Un diente dulce es el más ruinoso de las dietas. El enemigo de la pérdida de peso. Un estudio muy interesante que tuvo lugar hace unos años arrojó luz sobre cómo ayudarlo a reducir los dulces y a tratar con ese gusto por lo dulce. Comer menos es la respuesta clara. ¿Pero cómo? Descubrieron que, al cambiar su plato de caramelo (o cualquier plato) para que tenga una tapa, no sea transparente, y no sea de fácil acceso, comerá menos de lo que hay en el cuenco.
Trucos mentales !
Los humanos son inherentemente un poco perezosos, lo que explica la tapa. Si el caramelo está fuera de su alcance, si es más esfuerzo obtenerlo, entonces es menos probable que lo intentemos. Y si no podemos ver el dulce, un plato no claro, es menos probable que deseemos algo. El estudio no fue solo por diversión; fue para ayudar a las personas que intentan perder peso a intentar luchar contra los golosos. Los investigadores son los que investigaron previamente el tamaño de la porción y otros asuntos relacionados con la dieta.

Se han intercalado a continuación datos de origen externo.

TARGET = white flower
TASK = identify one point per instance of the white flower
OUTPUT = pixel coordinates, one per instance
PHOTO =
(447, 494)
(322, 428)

En el estudio, 40 mujeres que trabajaban en una universidad se ofrecieron como voluntarias y, todos los días durante un mes, recibieron tazones de chocolate con “besos” en su oficina. Los investigadores dijeron que volverían a llenar los tazones cada noche, usando diferentes tazones y cambiando la ubicación del tazón. Algunos cuencos tenían cubiertas; algunos eran claros y otros opacos. A veces los colocaban en los escritorios de las mujeres, ya veces a dos metros de ellos, lo suficientemente lejos como para que tuvieran que levantarse.
Al final de cada semana, le pedían a cada persona que adivinara cuántos chocolates tenía comido Todos subestimaron la cantidad. Comieron más cuando los cuencos fueron transparentes y se colocaron en sus escritorios. Los números se descompusieron como tales:
– Tazón transparente en el escritorio: ocho piezas al día
– Tazón opaco en el escritorio: seis al día
– Tazón transparente más lejos: cinco piezas al día
– Opaco tazón más lejos: tres piezas al día
Más que un simple estudio sobre los bocadillos en el trabajo, es importante que las personas sean precisas en el control y control de la cantidad de alimentos que consumen. Las mujeres subestimaron, por ejemplo, la cantidad de besos que tomaron del cuenco a siete pies de distancia. Eso es porque tienden a tomar varias piezas para que el viaje valga la pena. Luego se olvidaron de estos tipos extra.
Una idea interesante es que si la proximidad y la visibilidad hacen que la gente coma más chocolate, también podría funcionar para frutas y verduras. Un frutero claro, cualquiera?